THERE ARE SOME PEOPLE out there who don’t like the recent GOP push to make the presentation of a photo ID a pre-condition of being able to cast a ballot. Count among them Debbie Wasserman Schultz, the chairman of the Democratic National Committee and a U.S. representative from Florida.
Speaking with Roland Martin of TV One, a network that, according to its website, provides “real-life and entertainment television for African-American adults,” Wasserman Schultz equated GOP support for the anti voter fraud measure with a desire to “literally drag us all the way back to Jim Crow laws.”
It’s an interesting analogy, one that Wasserman Schultz herself is walking away from now that her comments have leaked out into the broader media.
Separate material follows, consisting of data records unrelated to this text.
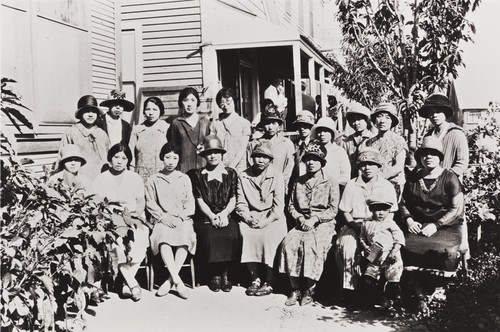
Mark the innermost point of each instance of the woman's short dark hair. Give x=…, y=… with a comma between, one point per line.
x=157, y=101
x=225, y=93
x=186, y=92
x=169, y=147
x=119, y=147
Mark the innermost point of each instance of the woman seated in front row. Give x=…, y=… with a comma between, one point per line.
x=125, y=189
x=432, y=210
x=170, y=201
x=259, y=205
x=313, y=206
x=355, y=208
x=218, y=234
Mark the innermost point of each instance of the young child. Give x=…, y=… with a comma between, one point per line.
x=92, y=141
x=70, y=162
x=382, y=239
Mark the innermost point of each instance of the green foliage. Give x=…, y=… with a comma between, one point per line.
x=54, y=242
x=472, y=303
x=482, y=180
x=400, y=51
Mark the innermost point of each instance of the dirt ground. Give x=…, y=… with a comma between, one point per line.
x=207, y=311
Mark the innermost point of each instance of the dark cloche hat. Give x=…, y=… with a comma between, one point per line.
x=118, y=97
x=438, y=101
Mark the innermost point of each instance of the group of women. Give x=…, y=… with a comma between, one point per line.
x=197, y=191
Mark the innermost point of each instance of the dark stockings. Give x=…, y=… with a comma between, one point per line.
x=301, y=283
x=262, y=271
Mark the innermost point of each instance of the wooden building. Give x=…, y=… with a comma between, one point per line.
x=58, y=51
x=242, y=44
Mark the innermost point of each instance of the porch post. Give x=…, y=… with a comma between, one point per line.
x=210, y=76
x=323, y=91
x=312, y=78
x=297, y=77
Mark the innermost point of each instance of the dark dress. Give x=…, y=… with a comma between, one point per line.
x=432, y=204
x=215, y=245
x=188, y=139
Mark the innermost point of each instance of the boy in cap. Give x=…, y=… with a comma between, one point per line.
x=382, y=239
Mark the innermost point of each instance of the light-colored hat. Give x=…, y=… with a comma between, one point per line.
x=436, y=101
x=117, y=97
x=369, y=155
x=263, y=148
x=304, y=117
x=382, y=197
x=430, y=143
x=315, y=150
x=211, y=143
x=324, y=122
x=387, y=108
x=87, y=102
x=270, y=113
x=71, y=151
x=359, y=109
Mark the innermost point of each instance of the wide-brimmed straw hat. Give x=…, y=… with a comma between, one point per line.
x=316, y=151
x=85, y=103
x=71, y=151
x=387, y=108
x=430, y=143
x=359, y=109
x=117, y=97
x=324, y=122
x=270, y=113
x=436, y=101
x=263, y=149
x=369, y=155
x=211, y=143
x=305, y=117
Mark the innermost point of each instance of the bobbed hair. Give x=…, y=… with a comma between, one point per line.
x=157, y=101
x=169, y=147
x=119, y=147
x=186, y=92
x=225, y=93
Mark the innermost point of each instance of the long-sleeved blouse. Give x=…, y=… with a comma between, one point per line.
x=316, y=197
x=146, y=143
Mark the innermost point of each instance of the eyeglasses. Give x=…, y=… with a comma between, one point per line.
x=225, y=102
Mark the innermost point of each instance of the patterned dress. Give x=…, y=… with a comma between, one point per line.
x=94, y=145
x=146, y=143
x=303, y=253
x=188, y=139
x=389, y=146
x=283, y=152
x=171, y=197
x=127, y=192
x=259, y=197
x=234, y=133
x=354, y=197
x=215, y=244
x=429, y=201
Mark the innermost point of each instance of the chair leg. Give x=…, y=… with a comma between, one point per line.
x=193, y=277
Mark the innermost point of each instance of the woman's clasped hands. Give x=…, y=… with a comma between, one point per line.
x=417, y=228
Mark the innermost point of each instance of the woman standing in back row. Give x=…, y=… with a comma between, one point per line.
x=147, y=139
x=188, y=130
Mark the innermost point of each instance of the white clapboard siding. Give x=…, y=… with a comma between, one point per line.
x=171, y=37
x=104, y=47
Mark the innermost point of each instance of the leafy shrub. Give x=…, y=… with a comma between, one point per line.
x=473, y=301
x=54, y=242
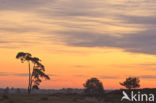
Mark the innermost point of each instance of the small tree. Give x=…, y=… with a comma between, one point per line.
x=37, y=72
x=131, y=83
x=93, y=87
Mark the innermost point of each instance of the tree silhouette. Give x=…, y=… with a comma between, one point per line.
x=131, y=82
x=38, y=69
x=93, y=87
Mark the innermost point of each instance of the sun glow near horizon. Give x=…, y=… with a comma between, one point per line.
x=77, y=40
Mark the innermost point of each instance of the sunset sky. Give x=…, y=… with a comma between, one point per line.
x=77, y=40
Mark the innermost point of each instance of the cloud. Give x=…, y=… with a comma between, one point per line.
x=109, y=77
x=143, y=42
x=86, y=23
x=21, y=5
x=148, y=76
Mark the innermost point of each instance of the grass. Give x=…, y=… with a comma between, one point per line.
x=112, y=97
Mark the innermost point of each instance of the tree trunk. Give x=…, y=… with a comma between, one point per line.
x=31, y=78
x=29, y=86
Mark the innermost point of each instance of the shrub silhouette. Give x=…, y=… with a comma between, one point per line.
x=38, y=69
x=93, y=87
x=131, y=83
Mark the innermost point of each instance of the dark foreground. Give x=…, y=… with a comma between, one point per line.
x=111, y=97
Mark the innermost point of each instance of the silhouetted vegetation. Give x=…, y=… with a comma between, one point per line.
x=131, y=83
x=93, y=87
x=37, y=72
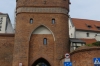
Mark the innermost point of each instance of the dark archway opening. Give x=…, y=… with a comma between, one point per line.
x=41, y=62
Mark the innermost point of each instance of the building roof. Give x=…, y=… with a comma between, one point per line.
x=85, y=24
x=88, y=41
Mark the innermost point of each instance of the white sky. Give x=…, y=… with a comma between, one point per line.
x=84, y=9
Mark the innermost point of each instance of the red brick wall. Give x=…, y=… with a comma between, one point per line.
x=6, y=50
x=40, y=3
x=84, y=57
x=24, y=30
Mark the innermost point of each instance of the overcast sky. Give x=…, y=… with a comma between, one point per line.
x=84, y=9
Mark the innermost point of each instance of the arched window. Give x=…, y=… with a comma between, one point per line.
x=45, y=41
x=31, y=21
x=53, y=21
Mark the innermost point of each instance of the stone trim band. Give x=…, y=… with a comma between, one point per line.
x=42, y=10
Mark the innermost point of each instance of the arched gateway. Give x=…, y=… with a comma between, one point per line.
x=41, y=62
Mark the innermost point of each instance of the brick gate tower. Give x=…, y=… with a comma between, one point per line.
x=41, y=35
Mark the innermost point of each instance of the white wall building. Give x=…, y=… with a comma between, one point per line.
x=5, y=24
x=83, y=31
x=82, y=28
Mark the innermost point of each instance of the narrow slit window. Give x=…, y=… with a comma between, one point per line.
x=53, y=21
x=45, y=41
x=31, y=21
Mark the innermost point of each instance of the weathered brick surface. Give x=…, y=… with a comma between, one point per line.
x=84, y=57
x=43, y=3
x=28, y=47
x=6, y=50
x=59, y=29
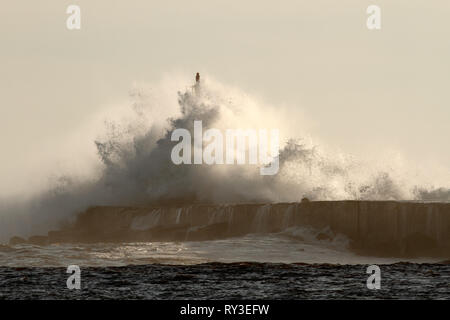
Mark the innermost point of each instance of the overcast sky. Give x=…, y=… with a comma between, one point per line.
x=361, y=88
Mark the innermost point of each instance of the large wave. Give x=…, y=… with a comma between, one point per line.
x=136, y=168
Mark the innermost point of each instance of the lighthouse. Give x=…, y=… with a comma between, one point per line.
x=196, y=86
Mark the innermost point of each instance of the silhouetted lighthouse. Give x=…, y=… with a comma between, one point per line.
x=197, y=84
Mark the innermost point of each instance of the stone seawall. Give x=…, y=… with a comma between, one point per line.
x=382, y=228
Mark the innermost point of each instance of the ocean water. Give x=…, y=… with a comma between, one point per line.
x=276, y=266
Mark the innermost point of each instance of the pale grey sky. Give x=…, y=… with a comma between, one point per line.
x=361, y=88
But, as they say, the damage is done.
Dropping the “Jim Crow” bomb on a network with a largely African-American viewership is like waving a red cape at a bull; it’s a deliberate provocation—not an accidental misspeak—intended to get the viewers all riled up and thinking bad thoughts about the Republicans.
It’s also, in the larger context, a dangerous road for Wasserman Schultz to go down.
Leaving aside the idea that she perhaps does not understand what the word “literally” means, the “Jim Crow” laws were a whole series of measures indented to keep blacks and whites apart, living lives that were “separate but equal” in all kinds of ways. They were not, as Wasserman Schultz inferred, simply about keeping blacks from voting.
On the books from the end of reconstruction until the U.S. Supreme Court began to chip away at them in its landmark 1954 decision in Brown vs. Board of Education of Topeka, Kansas, the “Jim Crow” laws were a stain on our national character, one put there—and here is why the subject is dangerous for Wasserman Schultz to bring up—by the Democrats.
The fact that the Voting Rights Act was pushed through Congress by a Democrat—Lyndon Johnson—does not erase the party’s history of support for institutionalized de jure racism. LBJ was only able to get the bill through with the support of Republicans, led by Senate GOP leader Everett McKinley Dirksen of Illinois.
The Democratic Party’s longtime love affair with segregation is undeniable. Who stood up for “Jim Crow” when President Eisenhower tried to enforce desegregation at Little Rock, Arkansas’ Central High School? Democrats like Arkansas Gov. Orvall Faubus, who called out the state’s National Guard to prevent black students from entering the school. It was a Democrat, Alabama Gov. George Wallace, who famously proclaimed "segregation now, segregation tomorrow, segregation forever." And it was a Democratically-controlled Georgia legislature that picked nationally-known segregationist Lester Maddox to be their state’s 75th governor in 1966.
These are all facts that Wasserman Schultz conveniently seems to have forgotten.
Moreover, even though former Republican National Committee Chairman Ken Mehlman famously apologized for his party’s infamous “southern strategy” in a 2005 speech to the NAACP, neither Wasserman Schultz nor any Democratic National Committee chairman I can remember has ever apologized for their party’s support for “Jim Crow”—support that lasted nearly 75 years.
Democratic National Committee Chairman Debbie Wasserman Schultz is shameless, but, even more than that, she needs to go back to school.